'You are building on lies.' The gleam in Benedict's eyes had turned to anger once more, and mixed with it, chagrin, that his intentions should have been less obvious to himself than they had been to Rolf.
Rolf sighed heavily, and genuflecting, knelt before the altar. 'Only because I can find no firm foundations for the future in outright truth,' he said.
CHAPTER 48
Julitta was accustomed to either riding or walking everywhere she went, and found Arlette's litter both claustrophobic and uncomfortable.

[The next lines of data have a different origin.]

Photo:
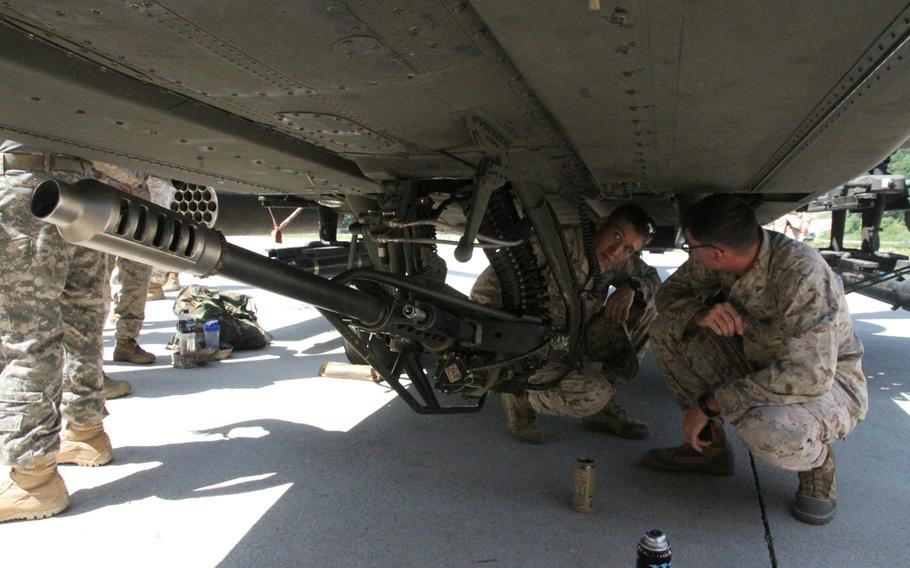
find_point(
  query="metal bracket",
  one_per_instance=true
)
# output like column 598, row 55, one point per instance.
column 490, row 177
column 492, row 173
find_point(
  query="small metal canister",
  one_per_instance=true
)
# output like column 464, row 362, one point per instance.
column 584, row 479
column 654, row 551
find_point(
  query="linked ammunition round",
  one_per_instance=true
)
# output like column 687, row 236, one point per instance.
column 583, row 484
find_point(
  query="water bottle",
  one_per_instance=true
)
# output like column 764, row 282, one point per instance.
column 186, row 333
column 212, row 331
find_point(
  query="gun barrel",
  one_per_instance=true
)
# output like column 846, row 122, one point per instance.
column 98, row 216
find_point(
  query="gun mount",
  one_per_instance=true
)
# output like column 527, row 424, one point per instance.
column 399, row 323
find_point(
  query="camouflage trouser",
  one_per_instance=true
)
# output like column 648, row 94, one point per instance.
column 127, row 289
column 578, row 394
column 790, row 436
column 129, row 286
column 53, row 314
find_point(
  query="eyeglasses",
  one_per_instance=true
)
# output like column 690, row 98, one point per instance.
column 689, row 248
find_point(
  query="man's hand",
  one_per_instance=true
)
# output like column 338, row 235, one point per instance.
column 722, row 319
column 619, row 303
column 694, row 422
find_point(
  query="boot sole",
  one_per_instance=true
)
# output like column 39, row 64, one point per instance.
column 96, row 462
column 817, row 517
column 122, row 359
column 35, row 515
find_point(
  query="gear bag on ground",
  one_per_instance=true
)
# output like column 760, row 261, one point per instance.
column 235, row 312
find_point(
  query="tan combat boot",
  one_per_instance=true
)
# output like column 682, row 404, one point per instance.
column 155, row 292
column 114, row 388
column 613, row 419
column 716, row 459
column 35, row 492
column 171, row 282
column 128, row 350
column 816, row 497
column 521, row 418
column 84, row 444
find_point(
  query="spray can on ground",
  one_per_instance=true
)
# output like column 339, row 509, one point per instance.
column 654, row 550
column 584, row 478
column 212, row 331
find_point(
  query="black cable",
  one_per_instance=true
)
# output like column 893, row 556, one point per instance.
column 769, row 540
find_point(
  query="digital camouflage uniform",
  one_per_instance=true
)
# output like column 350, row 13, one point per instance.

Every rut in the road threatened to jolt her bones out of their sockets despite the padding of tapestry-worked cushions stuffed with duck down. The excuse of making her travel by litter was that her twisted ankle would not benefit from being stressed by a stirrup, but she knew that the real reason had more to do with keeping her out of sight and under control.
Where she was bound, she did not know, her father had not told her. Nor had she asked questions, still being in too much of a daze. Sorry and not sorry. Stubborn and frightened. Ready to brazen it out and ready to yield. And between all these conflicting directions, she found herself paralysed. Within the litter, she curled up on the cushions, her ears filled with the creak of the wooden wheels and the plod, plod of the horse's hooves as they drew her further and further away from Brize-sur-Risle, and from Benedict.
Nursing the devil of a headache, Mauger avoided breaking his fast in the hall, and went on a slow round of inspection. There were few people about, for it was not much after dawn, and most adults were only just stirring from the surfeits and abuses of wearing the green'. His own recollections were hazy, but at least he had remained sober enough to find his way to bed.
Some folk still snored where drink and dancing and lust had felled them.
Mauger was busy examining a mare and her new chestnut foal when he saw Benedict de Remy emerge from a stall and lead a fully saddled Cylu towards the mounting block. Two laden pack ponies were tethered nearby, and a groom appeared with another saddled horse and two chestnut yearlings.
'Early business?' Mauger enquired.
Benedict glanced his way. His fine dark-eyes were red-rimmed for want of sleep, and his olive skin had a greyish tinge. The natural curve of his mouth had been banished to a tight line, and it tightened further in response to Mauger's query, forbidding a reply.
'I thought Lord Rolf was going to take those chestnuts himself?'
'He changed his mind.' Benedict stepped from the mounting block to Cylu's dappled back, and gathered up the reins.
Mauger tried to remember what Benedict had been doing last night, who he had been with, but that part of his recollection was not good. He had been too interested in his own pursuits then. 'Why'd he do that?'
Benedict's fist tightened on the reins, his knuckles showing a glimmer of white, and Cylu pranced, opening his mouth against the bite of the bit curb. 'Why don't you ask him?' Benedict snapped, and dug in his heels, making the grey clatter away from the mounting block with a grunt of indignant surprise.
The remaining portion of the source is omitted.